Select and implement appropriate data structures to implement designed algorithms to solve the specific
problems and satisfy system requirements such as high performance and reasonable memory space. In particular:
1. Formulate problems as abstract models which can be solved by generic algorithms and mathematical methods.
2. Critically evaluate, the effectiveness of the design, efficiency of the applications of algorithms for processing
data on a wide range of problems.
3. Execute and implement algorithms in a programming language
Choosing the right data structures and algorithms is crucial for developing efficient and scalable software solutions. Here’s a breakdown of the key steps:
1. Problem Abstraction:
2. Algorithm Selection:
3. Efficiency Evaluation:
Time Complexity: Analyze how the algorithm’s execution time scales with the size of the input data (Big O notation).

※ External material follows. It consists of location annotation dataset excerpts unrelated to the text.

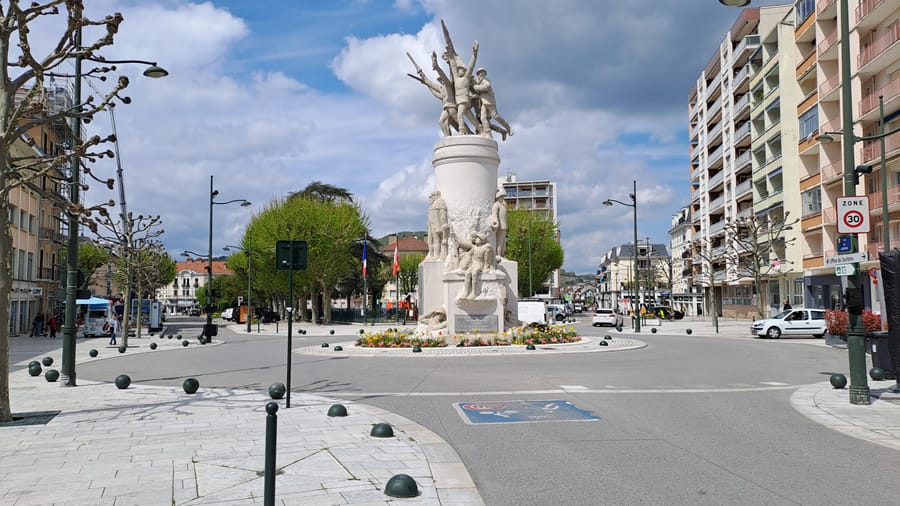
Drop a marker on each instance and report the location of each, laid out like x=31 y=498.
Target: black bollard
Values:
x=271 y=433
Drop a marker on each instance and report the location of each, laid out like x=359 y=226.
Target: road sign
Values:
x=845 y=243
x=852 y=214
x=521 y=412
x=844 y=270
x=852 y=258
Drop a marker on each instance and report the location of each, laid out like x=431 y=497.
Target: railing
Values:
x=826 y=44
x=878 y=45
x=870 y=101
x=829 y=85
x=865 y=7
x=872 y=149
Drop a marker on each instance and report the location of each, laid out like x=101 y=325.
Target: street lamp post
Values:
x=637 y=283
x=69 y=329
x=246 y=251
x=208 y=329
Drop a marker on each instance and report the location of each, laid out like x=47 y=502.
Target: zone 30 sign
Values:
x=853 y=214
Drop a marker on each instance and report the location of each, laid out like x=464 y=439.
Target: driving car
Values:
x=793 y=322
x=605 y=316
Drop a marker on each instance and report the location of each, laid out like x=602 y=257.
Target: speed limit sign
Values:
x=852 y=214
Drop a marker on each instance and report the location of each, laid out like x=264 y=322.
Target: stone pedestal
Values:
x=465 y=169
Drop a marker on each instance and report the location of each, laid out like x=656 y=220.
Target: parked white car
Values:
x=794 y=322
x=605 y=316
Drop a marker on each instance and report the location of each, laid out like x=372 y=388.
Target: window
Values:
x=811 y=201
x=809 y=123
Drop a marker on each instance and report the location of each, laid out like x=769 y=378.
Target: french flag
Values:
x=364 y=257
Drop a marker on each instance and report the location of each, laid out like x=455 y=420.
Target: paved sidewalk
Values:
x=156 y=445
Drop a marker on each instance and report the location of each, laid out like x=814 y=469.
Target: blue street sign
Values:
x=521 y=412
x=845 y=244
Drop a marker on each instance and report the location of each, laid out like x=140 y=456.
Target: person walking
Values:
x=113 y=328
x=52 y=323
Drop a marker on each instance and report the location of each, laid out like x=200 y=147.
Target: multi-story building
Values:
x=36 y=218
x=535 y=196
x=190 y=275
x=792 y=58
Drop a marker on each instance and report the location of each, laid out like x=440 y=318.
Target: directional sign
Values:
x=852 y=258
x=844 y=270
x=521 y=412
x=852 y=214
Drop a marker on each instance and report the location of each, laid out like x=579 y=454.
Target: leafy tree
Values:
x=754 y=243
x=28 y=107
x=531 y=241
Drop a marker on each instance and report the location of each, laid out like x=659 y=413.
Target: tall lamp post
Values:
x=69 y=329
x=246 y=251
x=637 y=283
x=208 y=329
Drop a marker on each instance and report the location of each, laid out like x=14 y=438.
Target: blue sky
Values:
x=268 y=96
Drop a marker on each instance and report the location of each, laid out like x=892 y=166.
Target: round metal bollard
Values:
x=122 y=381
x=382 y=430
x=277 y=390
x=838 y=380
x=337 y=410
x=401 y=485
x=190 y=385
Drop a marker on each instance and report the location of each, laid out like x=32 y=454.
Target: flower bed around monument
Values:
x=529 y=334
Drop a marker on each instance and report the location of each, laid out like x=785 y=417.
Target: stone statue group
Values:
x=465 y=94
x=471 y=255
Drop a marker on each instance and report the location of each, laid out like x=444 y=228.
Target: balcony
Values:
x=879 y=46
x=870 y=102
x=872 y=149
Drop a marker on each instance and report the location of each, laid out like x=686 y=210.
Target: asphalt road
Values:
x=686 y=420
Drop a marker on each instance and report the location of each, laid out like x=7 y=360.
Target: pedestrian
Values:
x=113 y=326
x=52 y=323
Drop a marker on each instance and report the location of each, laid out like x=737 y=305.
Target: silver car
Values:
x=794 y=322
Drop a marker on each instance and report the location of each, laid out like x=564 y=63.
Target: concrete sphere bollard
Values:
x=401 y=485
x=382 y=430
x=337 y=410
x=122 y=381
x=838 y=380
x=190 y=385
x=277 y=390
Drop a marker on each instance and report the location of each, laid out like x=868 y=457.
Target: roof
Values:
x=199 y=265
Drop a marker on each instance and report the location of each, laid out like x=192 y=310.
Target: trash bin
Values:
x=881 y=357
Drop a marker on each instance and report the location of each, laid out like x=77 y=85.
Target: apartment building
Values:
x=36 y=217
x=536 y=196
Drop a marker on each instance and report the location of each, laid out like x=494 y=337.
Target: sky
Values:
x=268 y=96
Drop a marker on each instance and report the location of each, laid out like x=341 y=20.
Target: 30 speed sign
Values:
x=853 y=214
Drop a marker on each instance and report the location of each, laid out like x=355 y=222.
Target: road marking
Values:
x=560 y=391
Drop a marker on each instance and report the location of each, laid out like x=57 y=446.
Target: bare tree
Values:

Space Complexity: Consider the memory space required by the chosen data structures and the algorithm’s operations. Aim for solutions that use reasonable memory while achieving the desired functionality.
4. Implementation:
Example:
Problem: Searching for a specific product in a large online store’s inventory.
Model: We can model the inventory as a list of product objects.
Algorithm: Instead of a linear search (O(n)), which iterates through every item, a binary search (O(log n)) would be a more efficient choice. Binary search works best with a sorted list, so we might need to sort the inventory list before performing the search.
Implementation: The specific implementation would depend on the chosen programming language and its built-in sorting and searching functions.
By following these steps and carefully considering data structures and algorithms, you can develop software solutions that are both powerful and efficient.